If the long-term stock market is determined by trends in the market itself along with specific information about the company in question, then what makes this particular company a concern when it comes to its ability to perform in the long-term? There are a couple of different things going on here. First and foremost, the company announced a collaboration with another corporation in September of this year. This can often make people hesitant to deal with the stock because no one really knows how these types of collaborations are going to go until they’re already well underway. For example, it could end up increasing the value of the company or it could cause it to go bankrupt. It’s also worth noting that this is a company that is still fairly young. Therefore, the idea of going into a formal collaboration with another corporation this early on could potentially send up some red flags to some stock market analysts. It might not mean anything at all, but it could also potentially mean that the company is starting to see chinks in their armor when they are on the inside looking out, and they’re trying to fix it before anyone else is able to see what’s really going on. The thing is, no one really knows whether or not this is why they’re doing it or if it has a reason that’s completely benign. All outsiders can do is read the press releases and then try to read between the lines in order to discern what’s really happening, as press releases rarely tell the whole story. The other issue that is of concern is that just prior to announcing this collaboration, the company’s stock absolutely skyrocketed by about 39%. That’s great in the short-term, but it makes a lot of individuals who specialize in this sort of thing nervous that they’re eventually going to rebound and the stock will end up being worth almost nothing.

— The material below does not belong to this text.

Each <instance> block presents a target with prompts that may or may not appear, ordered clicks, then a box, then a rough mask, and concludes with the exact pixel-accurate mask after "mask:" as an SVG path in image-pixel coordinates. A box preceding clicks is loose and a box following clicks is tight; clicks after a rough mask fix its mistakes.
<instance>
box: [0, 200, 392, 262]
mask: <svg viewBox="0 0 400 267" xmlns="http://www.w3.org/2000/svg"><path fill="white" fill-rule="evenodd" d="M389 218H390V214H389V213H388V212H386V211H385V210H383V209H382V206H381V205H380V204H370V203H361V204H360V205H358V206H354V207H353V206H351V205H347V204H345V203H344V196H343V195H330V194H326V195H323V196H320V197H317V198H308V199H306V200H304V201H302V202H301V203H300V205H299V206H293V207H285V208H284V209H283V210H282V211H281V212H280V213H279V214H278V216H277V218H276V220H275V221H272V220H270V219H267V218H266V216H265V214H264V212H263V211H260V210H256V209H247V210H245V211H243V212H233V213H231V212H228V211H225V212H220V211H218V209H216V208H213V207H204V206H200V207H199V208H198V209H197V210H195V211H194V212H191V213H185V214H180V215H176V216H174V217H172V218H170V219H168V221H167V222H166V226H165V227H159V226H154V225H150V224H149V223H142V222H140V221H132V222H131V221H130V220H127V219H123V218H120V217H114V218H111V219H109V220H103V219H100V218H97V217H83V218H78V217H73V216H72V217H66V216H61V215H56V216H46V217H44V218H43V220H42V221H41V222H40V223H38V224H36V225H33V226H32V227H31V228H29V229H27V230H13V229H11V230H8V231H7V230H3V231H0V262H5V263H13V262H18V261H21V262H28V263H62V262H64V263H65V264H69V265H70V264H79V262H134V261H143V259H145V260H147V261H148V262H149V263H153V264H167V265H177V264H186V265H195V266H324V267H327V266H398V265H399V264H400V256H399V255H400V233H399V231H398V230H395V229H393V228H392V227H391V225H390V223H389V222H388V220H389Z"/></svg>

More Questions Than Answers
Another issue is that there seems to be a lot more questions than answers where this particular stock is concerned. Even analysts have a hard time figuring out exactly where it’s going. Today, it’s down by almost 2% but overall, it’s seeing a massive growth of slightly more than 49% on the year-to-date basis. Again, that could potentially indicate that the stock is rebounding and effectively becoming worth less with each passing day. Analysts have a hard time agreeing on whether or not stock that has been purchased for $13 a share will end up being worth $17 per share or slightly more than $7 per share by the time of the year is out. That’s obviously a big difference. As a result, it makes it a risky investment for the long term because it’s hard to figure out what it’s going to do in the short-term, much less 12 months from now. All in all, most people would probably be better off skipping the idea of investing in Gevo, Incorporated in the long-term. At the moment, the numbers just aren’t there to indicate that it’s going to be a solid performer over the course of the next several months. It certainly could be, but it could also tank and when it does, it takes every investor’s money with it. As a result, anyone that’s being conscientious with their investment decisions would probably do better off to make a long-term investment in something that is more of a solid performer and perhaps something that has a little more history behind it.